Опять размолвка? И опять ни из-за чего…
Январско-февральские учебные бои-будни приближались к концу, впереди маячила новая сессия. И вдруг, как землетрясение, как взрыв, – весть из Кремля: болен Сталин!
Как, Всемогущий, Вечный, Недосягаемый, Неуязвимый для чужой воли, злых умыслов болен? Всегда спокойный, не подверженный сомнениям (лучше ошибаться, чем сомневаться), обитавший в кремлевских высотах, каждое слово которого на вес золота… Он может умереть? Оторопь, оцепенение охватили всех.
Страна приникла к радиоприемникам, и голос диктора, говорившего лишь о чрезвычайном, голос Левитана разорвал воздушное пространство: «В ночь на второе марта у Сталина произошло кровоизлияние… Установлено повышенное артериальное давление. Обнаружены признаки расстройства дыхания…»
Люди слушали радио, еще не в силах поверить в страшную весть. «Во вторую половину дня пятого марта состояние больного стало быстро ухудшаться…» Страна погрузилась в молчание, прерываемое рыданиями, – слез не стеснялись даже убеленные сединами генералы. Газеты печатали фотографии митингов на заводах, в колхозах: хмурые, скорбные лица, белые платки возле глаз…

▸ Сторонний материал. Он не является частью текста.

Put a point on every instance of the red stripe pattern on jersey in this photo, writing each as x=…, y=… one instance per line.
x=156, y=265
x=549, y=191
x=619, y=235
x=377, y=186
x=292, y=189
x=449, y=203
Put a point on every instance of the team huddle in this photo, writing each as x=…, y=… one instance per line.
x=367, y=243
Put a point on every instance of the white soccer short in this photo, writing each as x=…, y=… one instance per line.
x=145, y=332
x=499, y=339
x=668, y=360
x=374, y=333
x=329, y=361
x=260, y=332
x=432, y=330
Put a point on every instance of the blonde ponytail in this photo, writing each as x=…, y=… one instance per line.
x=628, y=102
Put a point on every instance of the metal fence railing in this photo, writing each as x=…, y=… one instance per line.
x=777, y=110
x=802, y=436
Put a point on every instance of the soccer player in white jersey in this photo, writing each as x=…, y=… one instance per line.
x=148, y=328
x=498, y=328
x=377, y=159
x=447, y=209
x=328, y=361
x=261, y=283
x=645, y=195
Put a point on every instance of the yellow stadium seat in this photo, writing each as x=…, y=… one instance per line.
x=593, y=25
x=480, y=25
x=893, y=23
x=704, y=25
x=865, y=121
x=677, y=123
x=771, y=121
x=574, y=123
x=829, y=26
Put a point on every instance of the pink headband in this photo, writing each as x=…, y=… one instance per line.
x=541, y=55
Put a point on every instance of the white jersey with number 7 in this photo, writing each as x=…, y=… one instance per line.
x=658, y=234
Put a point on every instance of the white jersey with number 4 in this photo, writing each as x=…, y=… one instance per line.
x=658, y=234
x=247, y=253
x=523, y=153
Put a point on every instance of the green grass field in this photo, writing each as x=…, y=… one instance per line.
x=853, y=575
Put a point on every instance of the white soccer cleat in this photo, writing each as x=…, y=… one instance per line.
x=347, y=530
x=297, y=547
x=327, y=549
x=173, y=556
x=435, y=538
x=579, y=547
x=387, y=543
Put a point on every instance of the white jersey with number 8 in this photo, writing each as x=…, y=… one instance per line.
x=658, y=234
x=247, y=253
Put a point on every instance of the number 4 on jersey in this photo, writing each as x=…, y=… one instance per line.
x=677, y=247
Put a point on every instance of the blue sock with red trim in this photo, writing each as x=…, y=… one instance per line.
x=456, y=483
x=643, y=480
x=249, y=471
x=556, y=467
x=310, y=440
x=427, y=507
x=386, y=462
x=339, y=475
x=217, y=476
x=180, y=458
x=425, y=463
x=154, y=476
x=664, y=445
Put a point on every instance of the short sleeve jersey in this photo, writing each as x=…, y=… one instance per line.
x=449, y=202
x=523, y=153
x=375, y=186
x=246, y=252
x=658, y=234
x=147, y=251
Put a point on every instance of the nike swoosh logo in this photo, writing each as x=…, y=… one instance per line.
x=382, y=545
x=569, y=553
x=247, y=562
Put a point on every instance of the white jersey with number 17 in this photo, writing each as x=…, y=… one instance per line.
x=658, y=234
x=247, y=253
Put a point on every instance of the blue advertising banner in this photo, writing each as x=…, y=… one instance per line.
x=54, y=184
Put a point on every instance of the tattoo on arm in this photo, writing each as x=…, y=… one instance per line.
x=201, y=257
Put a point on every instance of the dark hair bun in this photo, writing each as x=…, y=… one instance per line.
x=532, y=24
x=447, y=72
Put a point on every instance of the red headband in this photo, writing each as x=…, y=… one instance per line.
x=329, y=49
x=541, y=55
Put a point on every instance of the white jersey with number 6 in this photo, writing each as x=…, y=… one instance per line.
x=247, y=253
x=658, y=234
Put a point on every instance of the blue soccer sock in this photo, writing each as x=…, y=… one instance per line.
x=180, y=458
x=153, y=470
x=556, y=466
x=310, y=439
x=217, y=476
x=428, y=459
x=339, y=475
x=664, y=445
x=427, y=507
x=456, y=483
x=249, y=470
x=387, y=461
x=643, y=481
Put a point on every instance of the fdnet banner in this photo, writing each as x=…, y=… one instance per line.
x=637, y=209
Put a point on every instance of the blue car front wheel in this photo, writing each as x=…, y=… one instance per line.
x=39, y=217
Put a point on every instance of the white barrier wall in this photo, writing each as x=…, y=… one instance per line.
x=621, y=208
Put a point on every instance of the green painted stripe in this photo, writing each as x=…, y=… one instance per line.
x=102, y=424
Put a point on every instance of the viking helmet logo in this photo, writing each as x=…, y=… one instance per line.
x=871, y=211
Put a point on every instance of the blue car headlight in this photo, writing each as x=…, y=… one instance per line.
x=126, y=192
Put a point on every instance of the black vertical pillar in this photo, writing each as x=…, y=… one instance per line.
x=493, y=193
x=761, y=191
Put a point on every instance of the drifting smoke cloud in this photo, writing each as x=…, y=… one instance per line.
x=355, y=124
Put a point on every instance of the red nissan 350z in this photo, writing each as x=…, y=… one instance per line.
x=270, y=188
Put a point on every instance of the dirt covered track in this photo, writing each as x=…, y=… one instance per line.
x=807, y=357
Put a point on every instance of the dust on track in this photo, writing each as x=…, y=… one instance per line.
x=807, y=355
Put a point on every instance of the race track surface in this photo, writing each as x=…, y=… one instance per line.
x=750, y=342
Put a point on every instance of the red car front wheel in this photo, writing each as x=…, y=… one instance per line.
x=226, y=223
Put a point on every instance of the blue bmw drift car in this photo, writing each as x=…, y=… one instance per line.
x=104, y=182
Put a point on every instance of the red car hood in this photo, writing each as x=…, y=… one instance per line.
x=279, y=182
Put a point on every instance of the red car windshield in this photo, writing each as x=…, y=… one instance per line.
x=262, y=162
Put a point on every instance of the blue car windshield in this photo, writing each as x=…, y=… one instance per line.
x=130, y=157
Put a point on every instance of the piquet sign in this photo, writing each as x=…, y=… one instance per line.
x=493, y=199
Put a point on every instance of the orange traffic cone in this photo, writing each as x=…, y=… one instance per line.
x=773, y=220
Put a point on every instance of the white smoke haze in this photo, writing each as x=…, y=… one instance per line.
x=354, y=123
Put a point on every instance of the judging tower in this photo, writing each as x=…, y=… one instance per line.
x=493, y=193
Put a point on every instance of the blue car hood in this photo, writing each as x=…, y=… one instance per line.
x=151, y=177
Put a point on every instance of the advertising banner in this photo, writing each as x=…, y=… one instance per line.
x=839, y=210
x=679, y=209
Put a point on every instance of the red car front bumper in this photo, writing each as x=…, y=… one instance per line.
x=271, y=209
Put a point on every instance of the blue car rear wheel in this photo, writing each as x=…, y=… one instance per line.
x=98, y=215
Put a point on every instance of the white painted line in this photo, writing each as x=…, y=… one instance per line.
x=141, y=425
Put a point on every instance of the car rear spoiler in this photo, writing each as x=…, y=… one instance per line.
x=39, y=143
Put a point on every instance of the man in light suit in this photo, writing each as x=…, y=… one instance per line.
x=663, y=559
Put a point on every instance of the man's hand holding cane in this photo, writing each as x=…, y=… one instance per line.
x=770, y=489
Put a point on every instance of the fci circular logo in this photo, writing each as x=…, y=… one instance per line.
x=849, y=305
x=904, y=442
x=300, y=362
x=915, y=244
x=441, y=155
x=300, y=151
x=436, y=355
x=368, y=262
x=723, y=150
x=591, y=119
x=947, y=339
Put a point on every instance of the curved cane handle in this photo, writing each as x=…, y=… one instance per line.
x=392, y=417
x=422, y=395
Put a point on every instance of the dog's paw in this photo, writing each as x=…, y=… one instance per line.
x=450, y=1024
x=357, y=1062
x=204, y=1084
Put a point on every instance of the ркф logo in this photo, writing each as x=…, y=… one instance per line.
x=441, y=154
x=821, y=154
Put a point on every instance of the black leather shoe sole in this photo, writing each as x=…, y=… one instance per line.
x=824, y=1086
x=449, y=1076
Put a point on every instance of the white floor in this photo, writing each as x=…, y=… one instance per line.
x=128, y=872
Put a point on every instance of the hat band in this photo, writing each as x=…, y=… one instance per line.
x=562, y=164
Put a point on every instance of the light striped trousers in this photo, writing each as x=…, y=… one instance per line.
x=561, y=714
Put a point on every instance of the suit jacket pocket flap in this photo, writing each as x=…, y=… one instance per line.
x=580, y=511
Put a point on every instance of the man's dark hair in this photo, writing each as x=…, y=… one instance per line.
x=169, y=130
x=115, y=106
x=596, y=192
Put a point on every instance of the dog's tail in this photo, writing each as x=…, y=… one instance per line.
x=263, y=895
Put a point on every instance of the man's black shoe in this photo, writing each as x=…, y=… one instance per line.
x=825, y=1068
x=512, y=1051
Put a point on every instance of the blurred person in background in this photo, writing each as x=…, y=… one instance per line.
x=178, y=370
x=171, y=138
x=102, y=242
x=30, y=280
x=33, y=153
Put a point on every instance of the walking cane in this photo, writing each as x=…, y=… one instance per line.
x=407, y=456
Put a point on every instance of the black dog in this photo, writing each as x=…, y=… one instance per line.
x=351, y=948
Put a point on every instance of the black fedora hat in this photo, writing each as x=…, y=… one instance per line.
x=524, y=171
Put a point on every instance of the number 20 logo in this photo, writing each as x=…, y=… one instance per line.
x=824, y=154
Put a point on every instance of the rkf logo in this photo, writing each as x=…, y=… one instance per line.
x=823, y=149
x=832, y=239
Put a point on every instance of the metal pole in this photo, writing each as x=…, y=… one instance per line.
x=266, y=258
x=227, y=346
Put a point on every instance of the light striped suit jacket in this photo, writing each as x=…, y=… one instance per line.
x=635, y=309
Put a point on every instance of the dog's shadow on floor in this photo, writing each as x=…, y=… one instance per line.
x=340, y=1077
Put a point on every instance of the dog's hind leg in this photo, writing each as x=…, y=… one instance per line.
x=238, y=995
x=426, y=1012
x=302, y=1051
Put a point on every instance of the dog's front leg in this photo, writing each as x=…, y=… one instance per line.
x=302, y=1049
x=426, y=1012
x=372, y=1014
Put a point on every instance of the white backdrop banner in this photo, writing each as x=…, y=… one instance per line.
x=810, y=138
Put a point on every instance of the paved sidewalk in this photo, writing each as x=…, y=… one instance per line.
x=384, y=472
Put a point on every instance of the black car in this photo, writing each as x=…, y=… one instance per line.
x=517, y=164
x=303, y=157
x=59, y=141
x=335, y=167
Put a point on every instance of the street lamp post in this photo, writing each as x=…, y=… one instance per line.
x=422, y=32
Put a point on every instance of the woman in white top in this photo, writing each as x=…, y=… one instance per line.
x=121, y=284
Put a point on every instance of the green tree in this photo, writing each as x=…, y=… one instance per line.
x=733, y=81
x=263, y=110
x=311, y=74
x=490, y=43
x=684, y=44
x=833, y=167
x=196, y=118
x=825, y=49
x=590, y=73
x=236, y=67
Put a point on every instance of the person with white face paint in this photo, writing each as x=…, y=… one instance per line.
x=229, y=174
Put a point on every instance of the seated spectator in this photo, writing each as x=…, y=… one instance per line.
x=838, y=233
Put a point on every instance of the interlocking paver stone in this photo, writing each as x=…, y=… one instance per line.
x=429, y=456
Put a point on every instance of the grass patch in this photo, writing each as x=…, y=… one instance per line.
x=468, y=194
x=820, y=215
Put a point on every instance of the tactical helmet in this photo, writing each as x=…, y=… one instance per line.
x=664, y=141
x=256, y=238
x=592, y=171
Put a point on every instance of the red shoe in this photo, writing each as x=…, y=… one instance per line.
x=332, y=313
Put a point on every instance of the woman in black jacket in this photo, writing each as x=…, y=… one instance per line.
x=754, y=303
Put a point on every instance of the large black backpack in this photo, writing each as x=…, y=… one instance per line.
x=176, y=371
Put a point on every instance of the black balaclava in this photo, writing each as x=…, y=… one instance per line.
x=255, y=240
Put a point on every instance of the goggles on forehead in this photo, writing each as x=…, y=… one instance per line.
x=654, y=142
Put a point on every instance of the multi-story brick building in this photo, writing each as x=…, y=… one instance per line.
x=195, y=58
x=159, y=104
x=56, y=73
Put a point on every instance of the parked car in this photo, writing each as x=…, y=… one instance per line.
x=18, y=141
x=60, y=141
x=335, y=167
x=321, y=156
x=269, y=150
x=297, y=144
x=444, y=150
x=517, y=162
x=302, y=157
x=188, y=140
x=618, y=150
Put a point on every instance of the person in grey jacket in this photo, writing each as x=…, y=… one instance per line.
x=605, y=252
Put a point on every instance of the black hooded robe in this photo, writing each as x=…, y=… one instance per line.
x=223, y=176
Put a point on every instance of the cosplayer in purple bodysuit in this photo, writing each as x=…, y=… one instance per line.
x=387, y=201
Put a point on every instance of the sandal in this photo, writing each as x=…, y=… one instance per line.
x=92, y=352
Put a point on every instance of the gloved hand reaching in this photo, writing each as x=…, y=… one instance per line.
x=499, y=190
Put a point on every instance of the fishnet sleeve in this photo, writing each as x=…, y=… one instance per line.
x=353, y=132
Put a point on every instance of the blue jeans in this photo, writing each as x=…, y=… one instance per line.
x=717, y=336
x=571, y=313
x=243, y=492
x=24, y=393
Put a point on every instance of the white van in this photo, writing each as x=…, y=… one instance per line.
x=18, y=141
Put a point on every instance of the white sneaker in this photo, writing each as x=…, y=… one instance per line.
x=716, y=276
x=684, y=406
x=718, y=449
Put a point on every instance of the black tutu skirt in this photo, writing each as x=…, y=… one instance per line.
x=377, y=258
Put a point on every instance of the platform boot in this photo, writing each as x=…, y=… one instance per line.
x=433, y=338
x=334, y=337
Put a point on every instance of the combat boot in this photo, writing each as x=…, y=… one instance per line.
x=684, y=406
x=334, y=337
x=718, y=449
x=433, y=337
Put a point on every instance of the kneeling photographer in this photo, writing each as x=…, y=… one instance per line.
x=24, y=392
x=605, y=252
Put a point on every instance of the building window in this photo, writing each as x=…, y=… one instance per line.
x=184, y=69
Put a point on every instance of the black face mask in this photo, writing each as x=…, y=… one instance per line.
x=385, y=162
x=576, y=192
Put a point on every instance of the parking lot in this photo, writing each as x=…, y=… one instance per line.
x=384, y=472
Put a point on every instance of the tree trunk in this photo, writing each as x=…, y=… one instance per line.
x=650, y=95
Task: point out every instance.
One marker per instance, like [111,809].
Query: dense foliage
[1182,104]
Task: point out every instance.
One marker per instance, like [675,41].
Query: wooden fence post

…Никто не знал, что на самом деле происходило с вождем, как этот всемогущий человек был низвергнут самой жизнью. «Низвергнут» в буквальном смысле слова. Он сутки лежал один на полу, возле дивана, на своей ближней даче в Кунцеве, этот скрюченный, маленький человечек, бессильный и теряющий память.